Faceboook Gets Smarter with Graph Engine Optimization by Alex Woodie.
From the post:
Last fall, the folks in Facebook’s engineering team talked about how they employed the Apache Giraph engine to build a graph on its Hadoop platform that can host more than a trillion edges. While the Graph Search engine is capable of massive graphing tasks, there were some workloads that remained outside the company’s technical capabilities–until now.
Facebook turned to the Giraph engine to power its new Graph Search offering, which it unveiled in January 2013 as a way to let users perform searches on other users to determine, for example, what kind of music their Facebook friends like, what kinds of food they’re into, or what activities they’ve done recently.
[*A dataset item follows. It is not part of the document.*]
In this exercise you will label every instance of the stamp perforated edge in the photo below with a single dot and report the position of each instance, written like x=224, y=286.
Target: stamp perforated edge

An API for Graph Search also provides advertisers with a new revenue source for Facebook. It’s likely the world’s largest graph implementation, and a showcase of what graph engines can do.
The company picked Giraph because it worked on their existing Hadoop implementation, including HDFS and its MapReduce infrastructure stack (known as Corona). Compared to running the computation workload on Hive, an internal Facebook test of a 400-billion edge graph ran 126x faster on Giraph, and had a 26x performance advantage, as we explained in a Datanami story last year.
When Facebook scaled its internal test graph up to 1 trillion edges, they were able to keep the processing of each iteration of the graph under four minutes on a 200-server cluster. That amazing feat was done without any optimization, the company claimed. “We didn’t cheat,” Facebook developer Avery Ching declared in a video. “This is a random hashing algorithm, so we’re randomly assigning the vertices to different machines in the system. Obviously, if we do some separation and locality optimization, we can get this number down quite a bit.”
…
High level view with technical references on how Facebook is optimizing its Apache Giraph engine.
If you are interested in graphs, this is much more of a real world scenario than building “big” graphs out of uniform time slices.